Saturday, November 14, 2009

Inside the Box

One of the best things about working on a college campus is that I can attend stimulating talks, lectures, and performances almost hourly - well, except that then I wouldn't get any of my own work done. But still: I can sneak away with some regularity to expand my intellectual and emotional horizons. Last week I heard a wonderful talk on "Evil in Macbeth" by English Department Professor Emeritus Doug Burger. And I try to attend all of the Performance Fridays hosted by the Center for the Humanities and the Arts (CHA). Luckily I'm currently a CHA board member so I don't even have to feel guilty when I attend the Performance Fridays: enjoying their free light lunch before the performance, and then watching an amazing 45-minute production of music, theater, or dance, is actually what I'm SUPPOSED to be doing - it's what the University of Colorado is paying me to do.

Yesterday's Performance Friday featured CU's astonishing new assistant professor Tamara Meneghini in a series of monologues using the technique of "RasaBoxes." The stage was marked out with eight different boxes, each one representing a different zone of emotional energy, identified with a Sanskrit name, including wonder/awe, love, disgust, laughter, and rage.

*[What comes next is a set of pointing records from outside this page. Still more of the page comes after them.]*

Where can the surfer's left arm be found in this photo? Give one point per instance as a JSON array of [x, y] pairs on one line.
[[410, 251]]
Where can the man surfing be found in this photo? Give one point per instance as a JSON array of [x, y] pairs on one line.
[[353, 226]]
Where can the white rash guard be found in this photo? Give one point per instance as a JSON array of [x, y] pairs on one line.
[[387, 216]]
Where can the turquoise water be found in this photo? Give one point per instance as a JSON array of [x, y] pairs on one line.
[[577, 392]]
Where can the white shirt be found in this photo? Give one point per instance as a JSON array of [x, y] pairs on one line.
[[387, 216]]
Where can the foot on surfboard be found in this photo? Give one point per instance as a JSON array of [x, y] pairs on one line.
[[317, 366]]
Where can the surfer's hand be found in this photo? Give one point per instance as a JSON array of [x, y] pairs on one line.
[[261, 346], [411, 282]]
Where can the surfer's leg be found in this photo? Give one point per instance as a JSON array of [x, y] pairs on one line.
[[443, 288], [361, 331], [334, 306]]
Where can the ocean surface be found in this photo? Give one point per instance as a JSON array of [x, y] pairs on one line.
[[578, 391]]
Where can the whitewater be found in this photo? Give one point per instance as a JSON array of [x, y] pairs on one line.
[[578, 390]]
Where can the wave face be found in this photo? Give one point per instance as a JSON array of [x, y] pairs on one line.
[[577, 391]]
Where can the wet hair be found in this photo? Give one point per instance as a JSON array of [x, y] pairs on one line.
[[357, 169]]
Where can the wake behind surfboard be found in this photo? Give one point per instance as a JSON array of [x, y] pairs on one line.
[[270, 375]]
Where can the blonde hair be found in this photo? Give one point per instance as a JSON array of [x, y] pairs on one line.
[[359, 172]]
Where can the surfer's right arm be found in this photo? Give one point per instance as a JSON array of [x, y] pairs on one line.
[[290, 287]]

First, some of Tammy's students moved from box to box "warming up the RasaBoxes," using their bodies and wordless voices to portray the emotions in each one. Then Tammy took the stage, delivering a series of beautifully crafted, powerful sketches: a young child's boundless enthusiasm tempered by her grief for missing her absent mother, an aging country-western singer trying too hard to laugh at her own decline, a homeless woman picking invisible lice off herself as she rages against the passersby. Wow.

I'm wondering if the RasaBox technique might work for writers as well as actors. Certainly I came away from Tammy's performance with some thoughts about how what I saw in that powerful hour could help my own work as an author. Here is some of what I'm distilling for myself:

1) Go deep into whatever emotion your character is experiencing. Be as filled with awe, love, laughter, disgust, or rage as you can possibly be. Don't hold anything back: you ARE awe! you ARE love! you ARE rage!

2) It can help to "warm up" the emotion with some other exercises that generate that feeling.

3) Clear boundaries are good: start the scene, end the scene, enter into your box, and then at the end, depart from it - each scene is a perfect little unit enclosed within its own defined limits.

And I even got a free light lunch, too!

1 comment:

  1. I worked at two very large state universities in the past, but no interesting light lunches were involved! I ran a writers group on the side, and sometimes a professor would buy me lunch, which was very nice! But I was too shy to eat. I am glad you were able to enjoy your "free lunch" and get so much of value from the presentation you saw.